In the urothelial carcinoma cohort, the ORR was 42%, which is impressive, with a CR rate of 21%. This is a promising strategy. Other VEGF/PD-1 combinations look promising in this setting in metastatic urothelial carcinoma, and these combinations have mostly been looked at in the post-platinum setting. One is sitravatinib plus nivolumab. We also have cabozantinib plus atezolizumab that has been looked at before, and also lenvatinib [Lenvima] plus pembrolizumab. Lenvatinib plus pembrolizumab is being examined in a first-line trial in cisplatin-ineligible patients that have PD-L1–high tumors or platinum-ineligible tumors vs pembrolizumab alone. We await the data from all of these exciting studies and their full publications.

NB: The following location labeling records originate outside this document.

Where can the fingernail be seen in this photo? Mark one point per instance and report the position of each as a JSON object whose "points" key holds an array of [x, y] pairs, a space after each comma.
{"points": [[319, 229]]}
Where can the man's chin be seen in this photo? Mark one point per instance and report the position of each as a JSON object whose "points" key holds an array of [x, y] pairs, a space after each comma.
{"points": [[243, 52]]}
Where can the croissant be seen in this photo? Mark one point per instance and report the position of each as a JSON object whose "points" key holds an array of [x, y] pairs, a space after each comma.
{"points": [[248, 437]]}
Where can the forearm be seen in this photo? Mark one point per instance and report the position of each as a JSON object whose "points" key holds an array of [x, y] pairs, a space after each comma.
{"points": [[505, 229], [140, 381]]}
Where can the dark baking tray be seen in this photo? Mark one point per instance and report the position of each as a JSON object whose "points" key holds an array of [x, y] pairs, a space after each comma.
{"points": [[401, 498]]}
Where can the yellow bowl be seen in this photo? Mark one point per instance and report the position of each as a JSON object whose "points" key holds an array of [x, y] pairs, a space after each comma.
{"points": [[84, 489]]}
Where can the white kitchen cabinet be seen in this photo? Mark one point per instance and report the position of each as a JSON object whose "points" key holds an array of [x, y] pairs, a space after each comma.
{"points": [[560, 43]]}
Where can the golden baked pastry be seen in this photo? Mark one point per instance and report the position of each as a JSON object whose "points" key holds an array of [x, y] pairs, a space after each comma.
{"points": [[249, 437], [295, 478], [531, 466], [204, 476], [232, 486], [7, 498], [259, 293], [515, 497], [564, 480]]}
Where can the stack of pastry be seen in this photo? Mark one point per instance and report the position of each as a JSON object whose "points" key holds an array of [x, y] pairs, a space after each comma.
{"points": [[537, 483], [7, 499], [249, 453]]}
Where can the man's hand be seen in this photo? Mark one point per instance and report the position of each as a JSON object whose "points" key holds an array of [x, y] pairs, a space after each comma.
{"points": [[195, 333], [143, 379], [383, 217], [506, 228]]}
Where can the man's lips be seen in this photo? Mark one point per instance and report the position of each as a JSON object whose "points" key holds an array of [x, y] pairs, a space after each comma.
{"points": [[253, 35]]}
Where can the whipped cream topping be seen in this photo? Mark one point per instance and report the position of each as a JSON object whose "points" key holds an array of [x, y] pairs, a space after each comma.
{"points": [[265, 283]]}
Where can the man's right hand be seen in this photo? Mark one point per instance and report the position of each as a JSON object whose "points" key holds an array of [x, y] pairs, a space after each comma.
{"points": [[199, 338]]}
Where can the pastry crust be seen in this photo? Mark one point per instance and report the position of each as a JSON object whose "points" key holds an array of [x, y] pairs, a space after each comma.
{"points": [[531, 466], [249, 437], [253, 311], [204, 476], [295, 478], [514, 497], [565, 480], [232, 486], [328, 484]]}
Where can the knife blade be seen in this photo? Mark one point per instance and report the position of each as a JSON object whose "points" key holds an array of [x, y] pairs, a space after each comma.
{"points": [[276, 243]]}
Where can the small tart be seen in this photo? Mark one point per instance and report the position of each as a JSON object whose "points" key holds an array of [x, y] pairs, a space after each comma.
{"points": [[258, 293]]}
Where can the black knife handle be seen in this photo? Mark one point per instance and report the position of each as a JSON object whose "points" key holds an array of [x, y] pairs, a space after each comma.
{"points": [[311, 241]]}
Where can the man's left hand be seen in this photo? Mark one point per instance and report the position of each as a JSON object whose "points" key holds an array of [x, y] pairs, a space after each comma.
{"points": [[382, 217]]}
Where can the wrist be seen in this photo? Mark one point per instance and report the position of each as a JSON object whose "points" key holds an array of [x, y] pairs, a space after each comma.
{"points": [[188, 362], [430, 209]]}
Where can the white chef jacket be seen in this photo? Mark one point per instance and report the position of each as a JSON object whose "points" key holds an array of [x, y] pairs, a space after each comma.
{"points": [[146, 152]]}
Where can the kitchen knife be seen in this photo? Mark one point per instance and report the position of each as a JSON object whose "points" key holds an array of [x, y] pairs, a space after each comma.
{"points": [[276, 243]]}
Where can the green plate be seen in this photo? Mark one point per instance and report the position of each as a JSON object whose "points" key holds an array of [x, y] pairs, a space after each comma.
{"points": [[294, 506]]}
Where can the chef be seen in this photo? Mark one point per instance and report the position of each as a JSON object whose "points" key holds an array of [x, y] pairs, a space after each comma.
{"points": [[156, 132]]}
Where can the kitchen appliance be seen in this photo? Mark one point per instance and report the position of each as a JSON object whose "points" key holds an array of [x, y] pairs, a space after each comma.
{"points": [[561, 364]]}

What research are you most excited to see in the future?

We are waiting eagerly for more mature data from CheckMate 274. We want to look for a hint of survival in that trial. In all fairness, the study met its core primary end point, so I remain quite optimistic that [the results are] practice changing at a minimum for the PD-L1–high population. I am quite bullish given the all-comers population in this study.

[In terms of] exciting frontline studies, [we have] enfortumab vedotin plus pembrolizumab and also the CheckMate 901 study [NCT03036098] that’s comparing ipilimumab and nivolumab vs gemcitabine and platinum with co-primary end points in the cisplatin-ineligible group, as well as in the PD-L1–high group. In that study, there is also a sub-study comparing gemcitabine/cisplatin with gemcitabine/cisplatin and nivolumab in cisplatin-eligible patients only.

[We also have data from] the IMvigor130 study and the KEYNOTE 361 study, which evaluated platinum chemotherapy with or without checkpoint inhibitor combinations. Unfortunately, KEYNOTE 361 was negative, and the IMvigor130 study only showed a modest PFS benefit, but we don’t know about survival. In both of those studies, there was a signal for better benefit with the cisplatin backbone.

This sub-study in the CheckMate 901 study could be interesting, so I would look out for CheckMate 901, and of course the EV-302 study, which is looking at the combination of enfortumab vedotin plus pembrolizumab in the first-line setting.